BJ eyed him. There were things he didn't do. "There are things I don't do."
"Like?" Hawkeye raised an eyebrow.
"Like." BJ started pacing. "Like sing in public."
"Oh, come on!" Hawkeye dismissed that concern with a wave of his hands, like magic. "I'm not public."
BJ came over to Hawkeye's bunk, grinning quietly when he shoved the other man over on the itchy blanket. "No," he muttered, hands already undoing Hawkeye's robe, "You're not public."
It kind of stung, but Hawkeye ignored it and kissed him instead.

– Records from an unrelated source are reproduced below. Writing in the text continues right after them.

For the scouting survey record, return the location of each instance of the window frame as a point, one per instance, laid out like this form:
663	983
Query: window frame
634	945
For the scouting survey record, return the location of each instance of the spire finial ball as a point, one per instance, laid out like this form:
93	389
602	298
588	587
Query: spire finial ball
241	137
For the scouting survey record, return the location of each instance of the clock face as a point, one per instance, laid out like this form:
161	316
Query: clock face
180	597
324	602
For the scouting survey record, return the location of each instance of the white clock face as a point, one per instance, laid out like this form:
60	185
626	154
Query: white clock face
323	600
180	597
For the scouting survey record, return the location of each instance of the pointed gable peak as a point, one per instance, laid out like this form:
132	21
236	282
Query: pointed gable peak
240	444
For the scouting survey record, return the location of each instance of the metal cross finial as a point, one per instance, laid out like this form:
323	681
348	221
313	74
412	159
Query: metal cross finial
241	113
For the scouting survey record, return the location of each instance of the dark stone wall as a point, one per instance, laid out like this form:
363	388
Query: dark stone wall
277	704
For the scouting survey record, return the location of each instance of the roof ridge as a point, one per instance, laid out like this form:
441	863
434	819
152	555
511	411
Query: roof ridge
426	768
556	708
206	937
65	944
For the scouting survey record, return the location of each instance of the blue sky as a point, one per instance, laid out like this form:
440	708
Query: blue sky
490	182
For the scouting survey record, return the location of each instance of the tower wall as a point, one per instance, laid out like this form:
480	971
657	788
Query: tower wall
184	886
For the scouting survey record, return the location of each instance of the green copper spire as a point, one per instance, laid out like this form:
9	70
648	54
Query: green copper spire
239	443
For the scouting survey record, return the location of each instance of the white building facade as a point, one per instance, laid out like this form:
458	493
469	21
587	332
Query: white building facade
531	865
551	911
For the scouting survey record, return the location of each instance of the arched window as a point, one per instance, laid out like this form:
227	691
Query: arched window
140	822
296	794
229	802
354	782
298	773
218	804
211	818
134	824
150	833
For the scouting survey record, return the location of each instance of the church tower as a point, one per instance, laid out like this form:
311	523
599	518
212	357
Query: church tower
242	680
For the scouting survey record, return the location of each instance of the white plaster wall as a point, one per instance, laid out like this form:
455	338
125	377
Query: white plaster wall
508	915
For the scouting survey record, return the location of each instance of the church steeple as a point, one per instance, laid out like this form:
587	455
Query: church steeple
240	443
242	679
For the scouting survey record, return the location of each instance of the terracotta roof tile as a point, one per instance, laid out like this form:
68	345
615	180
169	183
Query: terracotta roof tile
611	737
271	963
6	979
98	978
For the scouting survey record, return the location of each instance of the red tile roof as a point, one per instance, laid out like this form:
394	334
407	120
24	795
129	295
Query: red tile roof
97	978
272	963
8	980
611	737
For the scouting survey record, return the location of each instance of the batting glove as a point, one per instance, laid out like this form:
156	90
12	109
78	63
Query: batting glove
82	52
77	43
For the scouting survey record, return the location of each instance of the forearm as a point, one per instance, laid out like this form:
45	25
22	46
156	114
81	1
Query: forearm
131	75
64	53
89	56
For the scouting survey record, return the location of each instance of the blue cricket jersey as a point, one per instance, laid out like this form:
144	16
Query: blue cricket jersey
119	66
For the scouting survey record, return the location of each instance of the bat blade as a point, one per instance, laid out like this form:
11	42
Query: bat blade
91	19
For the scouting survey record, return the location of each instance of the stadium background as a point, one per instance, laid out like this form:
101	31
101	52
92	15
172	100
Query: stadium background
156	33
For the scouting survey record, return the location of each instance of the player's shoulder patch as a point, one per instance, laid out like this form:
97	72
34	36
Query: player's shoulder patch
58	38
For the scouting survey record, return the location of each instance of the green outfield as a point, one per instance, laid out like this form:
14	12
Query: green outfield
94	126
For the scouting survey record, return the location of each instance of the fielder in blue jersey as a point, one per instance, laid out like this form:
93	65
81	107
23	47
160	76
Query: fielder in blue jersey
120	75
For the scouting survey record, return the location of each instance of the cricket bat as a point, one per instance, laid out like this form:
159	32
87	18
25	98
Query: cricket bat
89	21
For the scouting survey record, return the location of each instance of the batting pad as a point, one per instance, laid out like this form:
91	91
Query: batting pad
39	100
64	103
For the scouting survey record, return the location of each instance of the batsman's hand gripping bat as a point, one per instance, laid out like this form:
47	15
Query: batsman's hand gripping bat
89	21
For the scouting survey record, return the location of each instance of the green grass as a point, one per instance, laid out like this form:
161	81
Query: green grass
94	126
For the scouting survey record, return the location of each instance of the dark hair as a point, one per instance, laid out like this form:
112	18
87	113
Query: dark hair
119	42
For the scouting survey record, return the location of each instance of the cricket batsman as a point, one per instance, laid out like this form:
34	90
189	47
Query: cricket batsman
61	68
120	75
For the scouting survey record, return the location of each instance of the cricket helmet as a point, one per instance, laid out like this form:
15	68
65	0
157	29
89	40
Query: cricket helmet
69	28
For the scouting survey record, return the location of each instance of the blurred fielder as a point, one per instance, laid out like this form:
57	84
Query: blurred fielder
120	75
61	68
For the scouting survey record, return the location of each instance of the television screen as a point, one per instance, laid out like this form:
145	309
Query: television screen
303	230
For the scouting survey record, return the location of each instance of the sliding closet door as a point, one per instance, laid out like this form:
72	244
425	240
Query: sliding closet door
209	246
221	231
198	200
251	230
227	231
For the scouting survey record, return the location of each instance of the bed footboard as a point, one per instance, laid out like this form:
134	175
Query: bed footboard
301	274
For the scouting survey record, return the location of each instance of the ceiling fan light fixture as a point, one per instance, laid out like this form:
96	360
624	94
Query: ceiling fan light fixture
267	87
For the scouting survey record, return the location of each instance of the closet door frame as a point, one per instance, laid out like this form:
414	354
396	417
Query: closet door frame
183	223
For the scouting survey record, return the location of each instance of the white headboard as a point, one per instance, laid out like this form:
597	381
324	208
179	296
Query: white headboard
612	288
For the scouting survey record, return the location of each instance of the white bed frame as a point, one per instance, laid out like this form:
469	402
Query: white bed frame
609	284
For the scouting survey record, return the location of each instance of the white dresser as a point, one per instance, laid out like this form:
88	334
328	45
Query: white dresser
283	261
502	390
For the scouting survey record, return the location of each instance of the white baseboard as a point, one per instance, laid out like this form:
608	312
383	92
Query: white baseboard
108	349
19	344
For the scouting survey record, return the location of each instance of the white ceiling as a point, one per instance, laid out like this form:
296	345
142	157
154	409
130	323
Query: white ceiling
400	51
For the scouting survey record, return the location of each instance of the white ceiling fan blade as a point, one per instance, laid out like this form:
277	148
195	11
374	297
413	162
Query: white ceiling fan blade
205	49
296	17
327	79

#2: >> See? Too much anger. Not enough lust.<<
That is one fucking amazing line, girl.
~
BJ calls it love. Hawkeye calls it fucking.
"You're not going to kiss me good night?" BJ jokes with him as they're falling into cold bunks after another twenty hour day of surgery.
Hawkeye supresses the little shudder in his limbs, and kicks his boots off. Almost misses their crummy fireplace. "Sure, if you come over here. I think my butt froze to the blanket already."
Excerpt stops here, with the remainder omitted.